После захода солнца битва еще продолжалась, но, казалось, ослабевала. Хмельницкий в сопровождении Кшечовского, Тугай-бея и нескольких атаманов подъехал к самому берегу, чтобы следить за битвой. Его раздутые ноздри втягивали пороховой дым, а слух упивался криками тонущих и умирающих немцев. Все три вождя смотрели на эту резню, как на зрелище, которое вместе с тем было для них счастливым предзнаменованием.
Битва ослабевала. Выстрелы смолкли, зато громкие крики торжествующих казаков понеслись к небу.
– Тугай-бей, – сказал Хмельницкий, – это первый день победы!
– Нет пленных! – проворчал мурза. – Не хочу таких побед.
– Наберем на Украине! Весь Стамбул и Галату наполнишь своими пленниками!
– Возьму тебя, если не будет других!
Сказав это, дикий Тугай рассмеялся зловеще, прибавив через несколько минут:
– А я бы охотно взял этих «франков».
Между тем битва совсем прекратилась. Тугай-бей повернул коня к лагерю, за ним и другие.
– Ну, теперь на Желтые Воды! – воскликнул Хмельницкий.
XV
Наместник, слыша битву, с дрожью ожидал ее окончания, предполагая вначале, что Хмельницкий столкнулся со всеми силами гетманов.
Но под вечер старый Захар вывел его из заблуждения.
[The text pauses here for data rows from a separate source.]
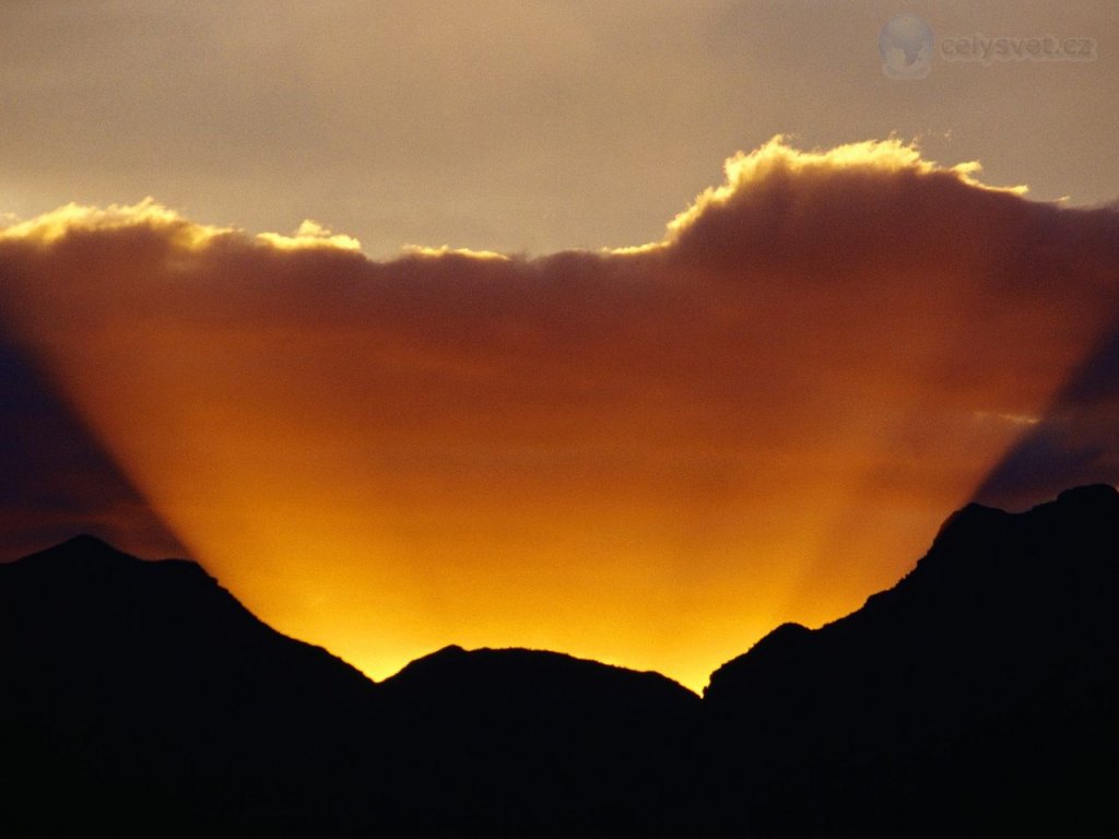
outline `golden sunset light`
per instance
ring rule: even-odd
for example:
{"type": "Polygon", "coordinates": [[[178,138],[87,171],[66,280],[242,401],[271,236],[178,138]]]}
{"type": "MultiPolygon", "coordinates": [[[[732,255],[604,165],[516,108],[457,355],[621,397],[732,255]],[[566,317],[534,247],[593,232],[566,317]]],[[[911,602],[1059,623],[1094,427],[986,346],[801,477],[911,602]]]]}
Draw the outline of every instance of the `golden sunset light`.
{"type": "Polygon", "coordinates": [[[540,257],[70,205],[0,234],[4,303],[284,632],[375,678],[454,642],[699,689],[903,574],[1113,327],[1115,214],[977,173],[777,138],[656,246],[540,257]]]}

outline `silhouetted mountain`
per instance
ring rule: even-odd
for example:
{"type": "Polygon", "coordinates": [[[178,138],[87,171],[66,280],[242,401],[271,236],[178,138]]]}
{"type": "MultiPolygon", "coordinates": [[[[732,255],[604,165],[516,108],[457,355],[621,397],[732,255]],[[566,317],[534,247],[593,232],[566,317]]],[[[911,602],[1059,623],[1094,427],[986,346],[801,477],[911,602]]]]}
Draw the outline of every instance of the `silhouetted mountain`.
{"type": "Polygon", "coordinates": [[[700,700],[528,650],[374,685],[199,566],[79,537],[0,565],[0,836],[1112,836],[1117,559],[1110,487],[969,506],[700,700]]]}
{"type": "Polygon", "coordinates": [[[448,647],[380,685],[411,830],[665,836],[694,828],[702,703],[658,673],[554,652],[448,647]],[[432,789],[438,798],[424,800],[432,789]]]}
{"type": "Polygon", "coordinates": [[[0,668],[15,836],[278,835],[307,812],[329,826],[355,756],[338,744],[373,695],[198,565],[91,537],[0,565],[0,668]]]}
{"type": "Polygon", "coordinates": [[[1115,836],[1117,595],[1111,487],[971,505],[891,591],[712,676],[722,788],[761,836],[1115,836]]]}
{"type": "Polygon", "coordinates": [[[0,565],[0,836],[678,836],[700,700],[449,648],[375,686],[198,565],[78,537],[0,565]]]}

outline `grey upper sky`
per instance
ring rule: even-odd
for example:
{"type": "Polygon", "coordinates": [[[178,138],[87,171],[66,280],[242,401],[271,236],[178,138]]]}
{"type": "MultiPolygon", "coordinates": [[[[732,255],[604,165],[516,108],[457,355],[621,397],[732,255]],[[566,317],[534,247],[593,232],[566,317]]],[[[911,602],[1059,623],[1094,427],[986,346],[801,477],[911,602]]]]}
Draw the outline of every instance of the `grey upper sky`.
{"type": "Polygon", "coordinates": [[[0,211],[153,196],[378,257],[623,246],[778,133],[894,133],[1092,205],[1119,197],[1117,94],[1116,0],[7,0],[0,211]],[[934,36],[923,78],[883,72],[899,13],[934,36]],[[972,36],[1092,54],[949,60],[972,36]]]}

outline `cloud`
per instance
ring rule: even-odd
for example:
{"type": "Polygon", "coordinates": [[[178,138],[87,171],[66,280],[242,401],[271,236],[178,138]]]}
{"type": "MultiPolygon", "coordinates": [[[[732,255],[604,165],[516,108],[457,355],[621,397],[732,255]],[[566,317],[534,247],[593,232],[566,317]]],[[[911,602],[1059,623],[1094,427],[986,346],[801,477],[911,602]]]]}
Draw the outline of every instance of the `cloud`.
{"type": "Polygon", "coordinates": [[[891,584],[1119,320],[1110,210],[894,140],[726,176],[659,243],[538,258],[69,207],[0,233],[0,302],[286,631],[378,675],[457,641],[697,685],[891,584]]]}

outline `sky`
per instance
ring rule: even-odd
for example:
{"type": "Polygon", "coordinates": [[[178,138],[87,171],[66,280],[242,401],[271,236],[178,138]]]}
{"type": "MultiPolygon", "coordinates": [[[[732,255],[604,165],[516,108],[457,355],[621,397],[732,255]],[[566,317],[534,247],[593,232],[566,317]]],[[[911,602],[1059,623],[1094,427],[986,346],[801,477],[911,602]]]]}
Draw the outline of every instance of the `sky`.
{"type": "Polygon", "coordinates": [[[7,558],[189,555],[375,678],[525,645],[698,689],[969,500],[1119,480],[1117,3],[0,38],[7,558]]]}

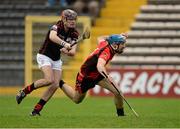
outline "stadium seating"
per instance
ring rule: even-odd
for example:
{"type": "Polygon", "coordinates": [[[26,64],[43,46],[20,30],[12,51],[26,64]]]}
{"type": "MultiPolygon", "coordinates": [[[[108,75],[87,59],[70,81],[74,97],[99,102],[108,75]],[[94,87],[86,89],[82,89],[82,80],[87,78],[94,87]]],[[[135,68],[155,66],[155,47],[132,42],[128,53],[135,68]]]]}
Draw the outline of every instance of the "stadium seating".
{"type": "Polygon", "coordinates": [[[24,84],[24,18],[57,15],[60,7],[47,7],[44,0],[1,0],[0,86],[24,84]]]}
{"type": "Polygon", "coordinates": [[[125,53],[116,56],[112,64],[178,68],[179,12],[179,0],[148,0],[131,25],[125,53]]]}

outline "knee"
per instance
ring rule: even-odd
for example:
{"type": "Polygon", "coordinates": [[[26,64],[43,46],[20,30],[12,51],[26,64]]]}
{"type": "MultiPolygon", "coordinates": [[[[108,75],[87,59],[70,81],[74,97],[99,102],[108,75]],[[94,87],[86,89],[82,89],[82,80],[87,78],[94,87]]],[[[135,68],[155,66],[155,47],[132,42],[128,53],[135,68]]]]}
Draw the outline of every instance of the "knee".
{"type": "Polygon", "coordinates": [[[51,85],[53,83],[54,83],[54,79],[52,78],[46,79],[46,85],[51,85]]]}
{"type": "Polygon", "coordinates": [[[82,102],[82,100],[80,100],[80,99],[73,99],[73,101],[75,104],[80,104],[82,102]]]}

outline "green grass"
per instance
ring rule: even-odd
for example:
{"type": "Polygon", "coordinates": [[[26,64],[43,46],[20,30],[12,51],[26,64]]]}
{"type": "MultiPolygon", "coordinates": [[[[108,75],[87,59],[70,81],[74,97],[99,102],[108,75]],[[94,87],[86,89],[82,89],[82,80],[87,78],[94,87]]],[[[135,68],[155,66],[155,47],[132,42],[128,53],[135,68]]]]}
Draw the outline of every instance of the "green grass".
{"type": "Polygon", "coordinates": [[[21,105],[15,96],[0,96],[0,128],[180,128],[178,99],[128,98],[139,113],[136,118],[125,104],[125,117],[116,117],[113,98],[86,98],[76,105],[68,98],[52,98],[40,117],[29,116],[38,98],[21,105]]]}

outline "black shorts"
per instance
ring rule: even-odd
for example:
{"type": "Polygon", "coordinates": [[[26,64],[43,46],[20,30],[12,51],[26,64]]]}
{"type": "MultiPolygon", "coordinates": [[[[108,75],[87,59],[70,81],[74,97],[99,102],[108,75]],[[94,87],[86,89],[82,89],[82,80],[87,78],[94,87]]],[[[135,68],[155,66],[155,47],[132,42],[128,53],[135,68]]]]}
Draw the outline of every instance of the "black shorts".
{"type": "Polygon", "coordinates": [[[104,77],[99,76],[98,78],[90,78],[81,74],[77,74],[75,90],[79,93],[86,93],[89,89],[94,88],[95,85],[101,81],[104,77]]]}

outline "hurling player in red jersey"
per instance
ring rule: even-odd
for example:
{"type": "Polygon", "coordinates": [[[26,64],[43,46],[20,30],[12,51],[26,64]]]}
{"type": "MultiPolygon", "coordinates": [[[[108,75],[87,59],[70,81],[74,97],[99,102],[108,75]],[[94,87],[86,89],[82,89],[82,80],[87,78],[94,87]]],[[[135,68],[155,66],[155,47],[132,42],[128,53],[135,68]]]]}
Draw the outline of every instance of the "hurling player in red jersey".
{"type": "Polygon", "coordinates": [[[106,88],[114,94],[114,102],[118,116],[124,116],[123,99],[117,87],[113,87],[108,80],[116,84],[107,71],[106,65],[117,53],[121,54],[125,48],[127,34],[110,35],[99,42],[98,47],[88,56],[80,68],[76,78],[75,90],[60,81],[60,88],[75,103],[80,103],[86,92],[96,84],[106,88]]]}
{"type": "Polygon", "coordinates": [[[40,115],[43,106],[59,87],[62,73],[61,52],[68,56],[74,56],[76,53],[77,46],[70,47],[70,44],[79,37],[76,30],[76,21],[77,13],[75,11],[66,9],[62,12],[61,19],[48,31],[46,39],[37,54],[37,63],[43,72],[44,78],[26,86],[16,96],[16,101],[20,104],[33,90],[48,86],[31,112],[32,116],[40,115]]]}

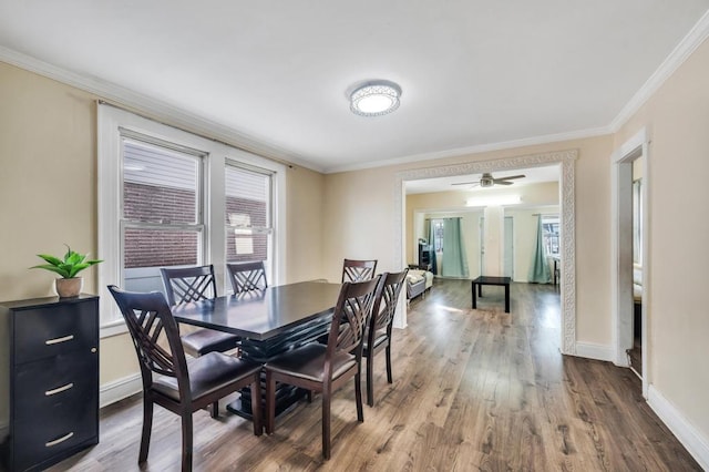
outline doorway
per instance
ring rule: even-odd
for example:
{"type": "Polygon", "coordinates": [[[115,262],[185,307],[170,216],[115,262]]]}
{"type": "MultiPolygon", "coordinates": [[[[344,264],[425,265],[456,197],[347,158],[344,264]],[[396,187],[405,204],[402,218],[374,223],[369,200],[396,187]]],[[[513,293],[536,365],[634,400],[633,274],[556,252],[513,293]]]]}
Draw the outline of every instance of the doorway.
{"type": "MultiPolygon", "coordinates": [[[[483,172],[514,171],[518,168],[559,166],[559,203],[562,225],[562,273],[564,280],[561,286],[562,330],[561,351],[565,355],[576,355],[576,220],[575,220],[575,161],[577,150],[566,150],[541,154],[527,154],[515,157],[504,157],[492,161],[476,161],[461,164],[438,165],[434,167],[402,171],[394,176],[394,255],[393,265],[403,267],[405,264],[405,182],[435,177],[481,174],[483,172]]],[[[407,307],[400,300],[394,326],[405,328],[407,307]]]]}
{"type": "Polygon", "coordinates": [[[612,277],[615,363],[631,368],[647,398],[648,141],[645,130],[613,155],[612,277]]]}
{"type": "MultiPolygon", "coordinates": [[[[502,261],[502,275],[514,280],[514,218],[504,217],[504,248],[502,261]]],[[[485,217],[480,218],[480,275],[487,275],[485,271],[485,217]]]]}

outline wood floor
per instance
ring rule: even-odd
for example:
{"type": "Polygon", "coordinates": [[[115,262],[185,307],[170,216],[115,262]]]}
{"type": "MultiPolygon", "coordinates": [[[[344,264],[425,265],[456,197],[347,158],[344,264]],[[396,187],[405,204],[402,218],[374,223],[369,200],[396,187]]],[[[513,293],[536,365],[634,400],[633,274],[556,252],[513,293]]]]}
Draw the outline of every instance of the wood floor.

Весть об измене казаков под предводительством Кшечовского и о резне немцев потрясла до глубины души молодого рыцаря; она предвещала дальнейшие измены, а наместник прекрасно знал, что немалая часть гетманских войск состоит преимущественно из казаков.
Терзания наместника все возрастали, а ликование в запорожском лагере еще прибавляло к ним горечи. Все складывалось самым ужасным образом. О князе не было известий, а гетманы, очевидно, сделали страшную ошибку: вместо того чтобы со всеми силами двинуться к Кудаку или ждать врага в укрепленном лагере на Украине, они разделились и, добровольно ослабив себя, открыли широкое поле измене и вероломству. В запорожском лагере говорилось уже раньше, правда, о Кшечовском и о высылке отдельного войска под предводительством Стефана Потоцкого, но наместник не верил этим слухам. Он думал, что это сильные передовые отряды, которые вовремя отступят назад. А между тем случилось иначе. Хмельницкий, благодаря измене Кшечовского, увеличил свои силы несколькими тысячами казаков, и над молодым Потоцким нависла страшная опасность. Хмельницкому легко было окружить и совершенно уничтожить его, лишенного помощи и заблудившегося в пустыне.
В припадках боли от ран, в бессонные ночи, Скшетуский утешал себя мыслью о князе. Звезда Хмельницкого должна потускнеть, когда князь встанет в своих Лубнах. А кто знает, не соединился ли он уже с гетманами? Как велики ни были силы Хмельницкого, как благоприятно для него ни было начало похода, как ни была значительна помощь Тугай-бея, а в случае неудачи и помощь самого крымского «царя», Скшетускому и в голову не приходило, что эта смута может продолжаться долго и что один казак может потрясти всю Речь Посполитую и сломить ее грозную мощь. «Эта волна разобьется у порога Украины», – думал наместник. Чем обыкновенно кончались все прежние казацкие бунты? Они вспыхивали как пламя и гасли при первом же столкновении с гетманами. Так было до сих пор. С одной стороны в бой вступало гнездо низовских хищников, с другой – государство, омываемое двумя морями; развязка была понятна. Буря не может продолжаться долго, пройдет, и небо снова прояснится. Эта мысль подкрепляла пана Скшетуского, и только она поддерживала его на ногах, ибо бремя, которое он теперь нес, было так тяжело, как никогда в его жизни.
Буря пройдет, но она может опустошить поля, разрушить дома и причинить невознаградимые беды. Ведь благодаря этой буре он сам чуть не лишился жизни, потерял силы и попал в неволю как раз в то время, когда свобода была ему дороже жизни. А как могли пострадать существа более слабые, чем он, и неумеющие защищаться? Что с Еленой в Розлогах?